Although the protest movement was broad and largely peaceful, violent and opportunistic groups also operated in its wake. Anger fixed on symbols. Alongside party headquarters, government offices and police stations, crowds torched five-star hotels seen as emblems of elite privilege — the Hilton and the Hyatt Regency.

Newsrooms were targeted too, including the headquarters of Kantipur Publications, publisher of the country’s most-read papers, and at least one school was set alight.

Amid the chaos, thousands escaped from prisons. Police said more than 13,500 inmates broke out across the country. Within a few days only a few hundred had been recaptured.

Several protest leaders distanced themselves from the acts of destruction, describing them as the work of infiltrators, a line repeated on protesters’ social channels. On the streets, some demonstrators formed human chains to shield potential targets, including the entrance to an army camp.

On Friday, 12 September 2025, Sushila Karki, a former chief justice known for anti-corruption rulings, was sworn in as Nepal’s first female prime minister to lead an interim government. That evening President Ram Chandra Poudel dissolved the House of Representatives and set early elections for 5 March 2026.

• • •

Once the curfew eased, I went for a walk. “No to nepo kids,” declares a wall in the city centre. “Revolution is contagious,” answers the wall across the street. Most shops are still shut, and the pavements feel unusually wide in a city that usually moves shoulder to shoulder. Two lost-looking tourists shuffle past. A lone soldier walks the opposite pavement, eyes fixed straight ahead. Now and then a motorbike rattles by, then a couple of army trucks.
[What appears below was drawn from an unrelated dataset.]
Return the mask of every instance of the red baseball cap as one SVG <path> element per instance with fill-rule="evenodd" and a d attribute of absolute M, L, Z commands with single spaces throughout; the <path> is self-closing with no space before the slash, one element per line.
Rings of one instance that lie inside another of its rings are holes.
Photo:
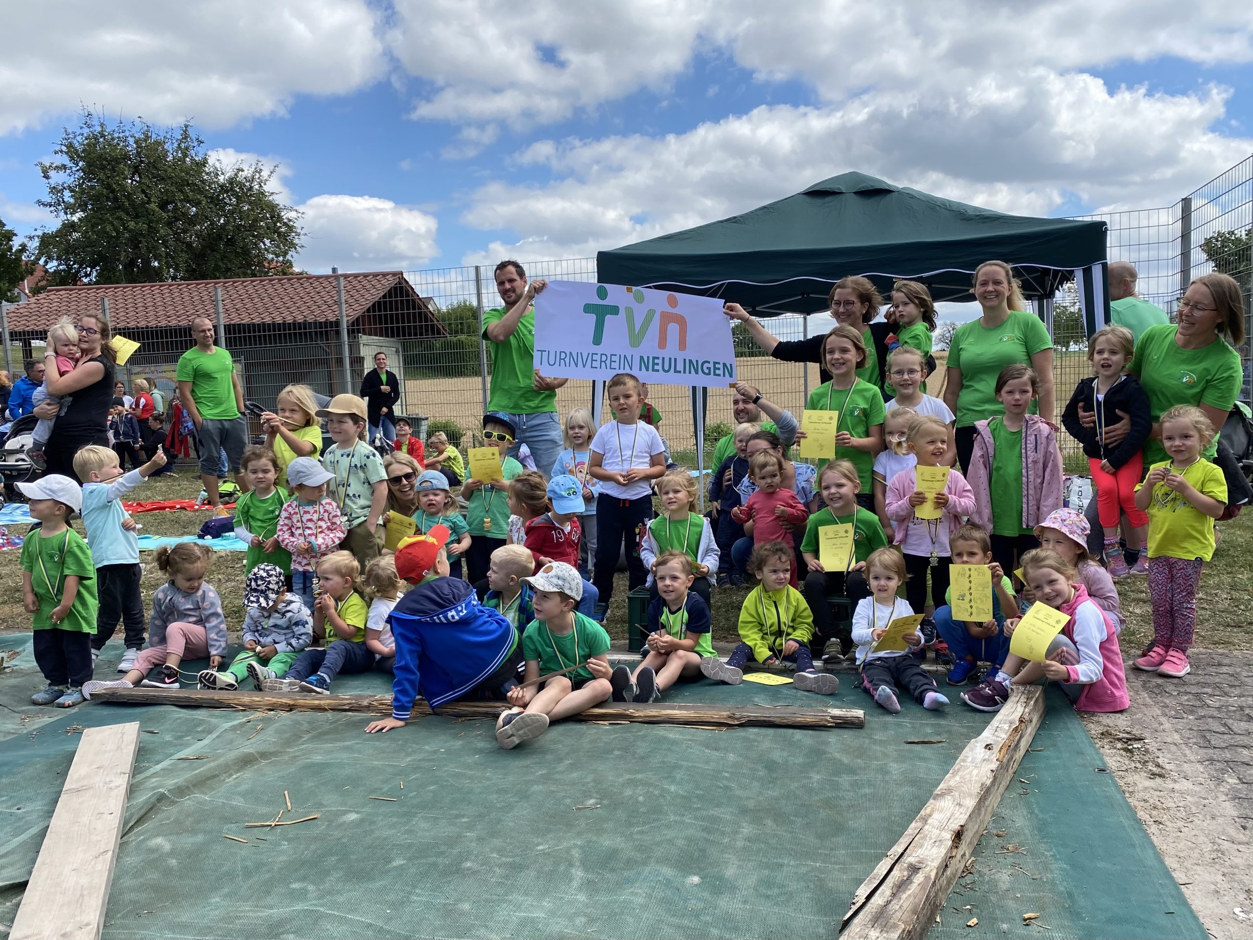
<path fill-rule="evenodd" d="M 435 568 L 435 559 L 451 534 L 446 525 L 432 525 L 429 533 L 401 539 L 396 546 L 396 574 L 410 584 L 421 582 Z"/>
Nepal faces two immediate tests. The first is a credible, independent inquiry into the week’s early events. The second, harder one, is to restore young people’s faith in the system and the future by offering real work and education opportunities at home. It does not help that many livelihoods are now at immediate risk. Preliminary estimates suggest the week has left nearly 10,000 people out of work and damage exceeding €18 billion, a sum equal to nearly half the country’s GDP.